I WAS THINKING about what the children of St Vincent and the Grenadines are doing to occupy their time and to live healthy, happy lives, now that the schools are closed for the long vacation.
A generation or two ago, the secondary school students would head to the beach, go to a river or even seek some adventure by hiking mountain trails. The occasional cook-out was included on the agenda. Church youth groups organized activities, which revolved around camps or day trips to the Grenadines.
Overseas travel was not on the cards for most, unless they were representing the country in some sporting endeavour. Otherwise, you stayed at home and helped to take care of domestic chores or go “bob-a-jobbing”. “Raiding” the neighbour’s fruit trees was not a desirable action but an option for some nevertheless.
Who could recall making it to “matinee” to see a good “western, secret agent or a Chiney” movie at Lyric or at Russell’s cinema?
So, what are the children doing today? More than likely, they are mainly engaged in the use of their tablets, playing video games or taking in TikTok and Instagram. The serenity of the day is occasionally punctuated by rapidly spreading stories of a tragedy involving a major accident or an unfortunate murder.
The physical quality of life for our nation’s youth has improved since independence in 1979. There are better homes throughout the country. Electricity is now a standard expectation and requirement. So too is potable water, televisions, all types of media communication, better public transport, greater variety of food on offer both at public restaurants and for home preparation. The downside arises from the burgeoning prices of goods and the harder job opportunities for their parents.
More children have the opportunity to play sports – there are more hard courts for netball and basketball. There are more soccer leagues and cricket competitions abound. Our athletes have recently received the benefit of a track at Diamond to hone their talents. They can improve the quality of their participation in regional and international events as well as enhance their chances to get scholarships to study and do track and field in the USA.
Culturally, there are channels of expression for those who have good singing voices – primarily, but not only, at carnival time. There is a plethora of recording studios, some not larger than the size of a small bedroom. Youth choral groups are not many, but vocal training for groups and individuals is an initiative that could be done across the country.

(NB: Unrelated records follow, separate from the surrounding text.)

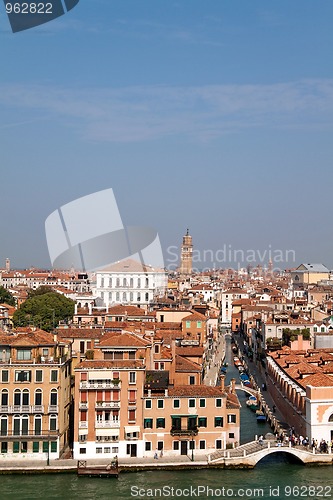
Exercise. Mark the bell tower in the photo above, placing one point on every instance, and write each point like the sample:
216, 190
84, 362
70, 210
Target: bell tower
186, 255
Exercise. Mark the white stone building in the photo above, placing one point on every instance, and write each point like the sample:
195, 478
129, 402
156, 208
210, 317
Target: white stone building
130, 282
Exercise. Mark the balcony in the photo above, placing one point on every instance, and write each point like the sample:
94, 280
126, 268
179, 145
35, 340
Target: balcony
53, 409
107, 404
99, 385
184, 431
10, 409
107, 424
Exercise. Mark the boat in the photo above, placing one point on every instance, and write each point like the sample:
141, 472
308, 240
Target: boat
110, 470
260, 416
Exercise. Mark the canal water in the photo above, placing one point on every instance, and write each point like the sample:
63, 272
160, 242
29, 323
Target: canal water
274, 477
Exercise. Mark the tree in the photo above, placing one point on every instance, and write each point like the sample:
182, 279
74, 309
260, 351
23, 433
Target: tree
44, 311
6, 297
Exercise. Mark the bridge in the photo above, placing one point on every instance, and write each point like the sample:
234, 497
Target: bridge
249, 454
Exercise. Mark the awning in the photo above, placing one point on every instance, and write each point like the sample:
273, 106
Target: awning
107, 432
132, 428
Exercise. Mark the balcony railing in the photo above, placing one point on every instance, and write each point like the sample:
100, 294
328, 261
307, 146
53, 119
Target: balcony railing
184, 431
98, 385
53, 409
107, 404
107, 424
21, 409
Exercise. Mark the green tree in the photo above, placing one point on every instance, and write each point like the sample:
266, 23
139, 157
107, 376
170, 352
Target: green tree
44, 311
6, 297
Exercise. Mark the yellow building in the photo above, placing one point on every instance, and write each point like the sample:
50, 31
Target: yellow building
35, 396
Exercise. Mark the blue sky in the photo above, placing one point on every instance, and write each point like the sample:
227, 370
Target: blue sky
214, 115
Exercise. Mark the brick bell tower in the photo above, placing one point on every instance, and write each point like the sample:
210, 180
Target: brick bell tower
186, 255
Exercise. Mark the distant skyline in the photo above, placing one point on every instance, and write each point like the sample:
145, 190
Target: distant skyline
215, 116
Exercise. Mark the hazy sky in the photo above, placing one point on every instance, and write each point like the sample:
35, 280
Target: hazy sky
213, 114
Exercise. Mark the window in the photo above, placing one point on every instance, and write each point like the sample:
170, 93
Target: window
23, 376
38, 397
148, 423
218, 421
160, 423
131, 415
23, 354
53, 422
53, 397
202, 422
4, 397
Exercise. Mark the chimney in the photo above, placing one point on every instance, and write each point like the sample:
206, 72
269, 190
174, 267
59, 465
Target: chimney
222, 380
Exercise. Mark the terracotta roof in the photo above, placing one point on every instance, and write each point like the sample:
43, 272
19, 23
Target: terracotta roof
317, 380
115, 339
186, 365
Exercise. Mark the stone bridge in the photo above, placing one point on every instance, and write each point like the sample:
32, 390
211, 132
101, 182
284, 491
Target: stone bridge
249, 454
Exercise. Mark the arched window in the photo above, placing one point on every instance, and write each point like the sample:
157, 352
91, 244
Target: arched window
17, 397
53, 422
54, 397
38, 397
38, 425
25, 397
4, 425
4, 397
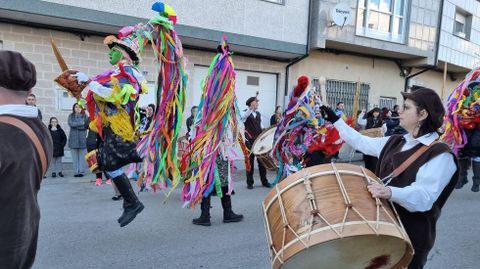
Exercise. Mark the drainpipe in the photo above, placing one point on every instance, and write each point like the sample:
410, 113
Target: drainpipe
307, 52
437, 46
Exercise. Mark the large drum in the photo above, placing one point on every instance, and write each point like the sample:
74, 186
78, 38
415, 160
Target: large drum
262, 147
324, 217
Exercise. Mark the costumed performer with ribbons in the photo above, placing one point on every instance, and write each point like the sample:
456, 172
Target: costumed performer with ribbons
207, 163
303, 138
462, 127
112, 100
418, 172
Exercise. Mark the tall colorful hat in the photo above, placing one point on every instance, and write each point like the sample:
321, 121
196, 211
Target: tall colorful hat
128, 42
131, 39
166, 11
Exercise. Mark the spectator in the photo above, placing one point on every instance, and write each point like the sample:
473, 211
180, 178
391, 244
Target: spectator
32, 101
77, 137
22, 162
373, 121
59, 141
275, 118
190, 119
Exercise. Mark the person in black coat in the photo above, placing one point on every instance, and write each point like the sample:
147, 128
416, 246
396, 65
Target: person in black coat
59, 141
275, 118
373, 121
468, 156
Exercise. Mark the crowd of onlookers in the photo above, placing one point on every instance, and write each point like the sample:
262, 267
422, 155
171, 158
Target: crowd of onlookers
80, 138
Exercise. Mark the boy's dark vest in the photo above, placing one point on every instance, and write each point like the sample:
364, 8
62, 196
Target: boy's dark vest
253, 126
420, 226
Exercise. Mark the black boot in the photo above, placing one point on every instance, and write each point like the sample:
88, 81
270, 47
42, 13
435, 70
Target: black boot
476, 176
204, 218
464, 165
228, 214
131, 205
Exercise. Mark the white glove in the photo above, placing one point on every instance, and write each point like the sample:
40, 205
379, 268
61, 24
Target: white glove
81, 77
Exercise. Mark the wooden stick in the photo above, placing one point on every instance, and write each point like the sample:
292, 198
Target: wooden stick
58, 55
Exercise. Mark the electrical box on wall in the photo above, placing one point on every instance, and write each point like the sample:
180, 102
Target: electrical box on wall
64, 100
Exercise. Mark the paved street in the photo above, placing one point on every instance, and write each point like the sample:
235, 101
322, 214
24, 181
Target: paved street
79, 230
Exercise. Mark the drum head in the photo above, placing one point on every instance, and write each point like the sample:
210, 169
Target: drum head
369, 251
264, 142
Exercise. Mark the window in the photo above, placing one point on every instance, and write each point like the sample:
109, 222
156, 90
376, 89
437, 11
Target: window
382, 19
462, 24
388, 102
253, 81
281, 2
344, 91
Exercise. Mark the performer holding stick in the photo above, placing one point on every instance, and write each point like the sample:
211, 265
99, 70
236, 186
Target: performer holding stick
421, 190
112, 101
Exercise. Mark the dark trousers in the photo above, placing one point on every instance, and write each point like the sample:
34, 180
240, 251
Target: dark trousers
370, 162
419, 260
261, 168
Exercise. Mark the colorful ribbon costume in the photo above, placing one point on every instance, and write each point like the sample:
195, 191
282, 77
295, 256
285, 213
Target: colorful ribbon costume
302, 130
463, 110
160, 168
214, 132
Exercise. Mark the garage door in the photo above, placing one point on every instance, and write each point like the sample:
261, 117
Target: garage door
247, 84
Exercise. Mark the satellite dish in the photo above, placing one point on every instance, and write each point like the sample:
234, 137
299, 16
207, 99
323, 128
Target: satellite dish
342, 14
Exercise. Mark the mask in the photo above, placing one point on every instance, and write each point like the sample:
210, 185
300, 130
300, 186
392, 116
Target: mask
115, 56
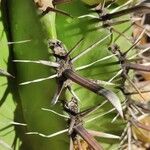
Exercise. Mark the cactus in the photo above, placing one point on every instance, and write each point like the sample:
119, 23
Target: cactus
68, 73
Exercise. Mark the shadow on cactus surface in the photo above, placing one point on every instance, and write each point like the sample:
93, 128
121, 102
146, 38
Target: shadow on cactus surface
106, 57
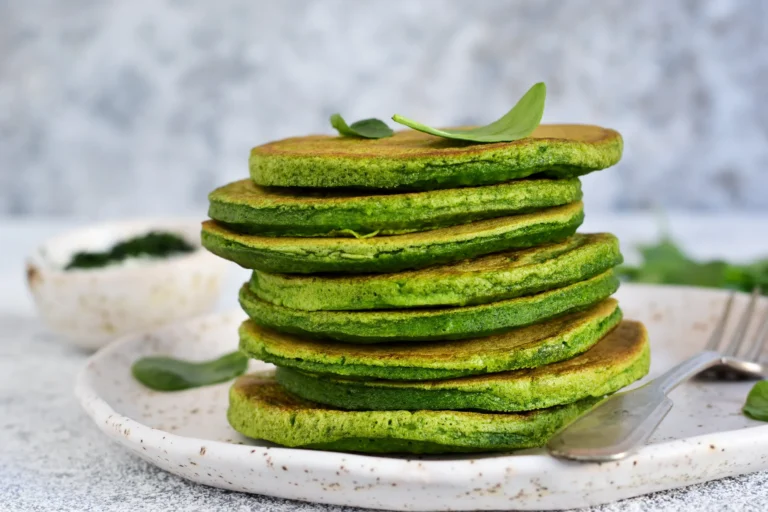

We are not yet where we should be
St Vincent and the Grenadines has a lot to offer to our young people. Yet, it is my considered opinion that we are 20 or 30 years behind where we should be today. Indicators such as per capita income and economic growth may speak to bread and butter issues but they do not tell us nearly enough about the physical and emotional quality of our young people’s lives.
I wish that there were at least two museums that our youth could visit this vacation period – one featuring our natural history, and another that displays the works of Dinks Johnson, Peling Pollard, Peter Providence, Calvert Jones and so many more of our talented sons and daughters.
We claim to be a proud nation state with a proud heritage, yet we don’t even have a permanent forum (neither physical nor digital) to celebrate who we are and what we do. I expect it will come but, in the meantime, we are denying yet another generation of an important channel for enriching their lives.
Now that the Carnival is over
Carnival is over and the young people got the opportunity to release both their creativity and their energy after the two-year hiatus, brought on by Covid. I wish however, that there could be recurring opportunities for children to gather at public squares around the country to hear the sweet sounds of steel, and to listen to recitals of one type or another. It would be so nice if these activities are actually organized by the young people themselves, but supported by the Ministry of Culture and the National Lotteries Authority.
They could be so organized that the events could rotate with the communities of say, a broader geographic area – so that, the children of Rose Hall, Troumaca, Spring Village, Chateaubelair and Rose Bank could journey to Petit Bordel for such a concert and likewise could be done across the country.
of the science-minded students have the chance to join the excellent STEM holiday programme , initiated by Petrus Gumbs. We need more of this. It would be nice to have additional youth programmes focusing, for instance, on Marine Biology, History or Having Fun with Mathematics. Some schools do arrange summer activities for their students, but this does not appear to be the norm.
Let us play a role in enriching the lives of our youth. This is one time of the year when we could do so.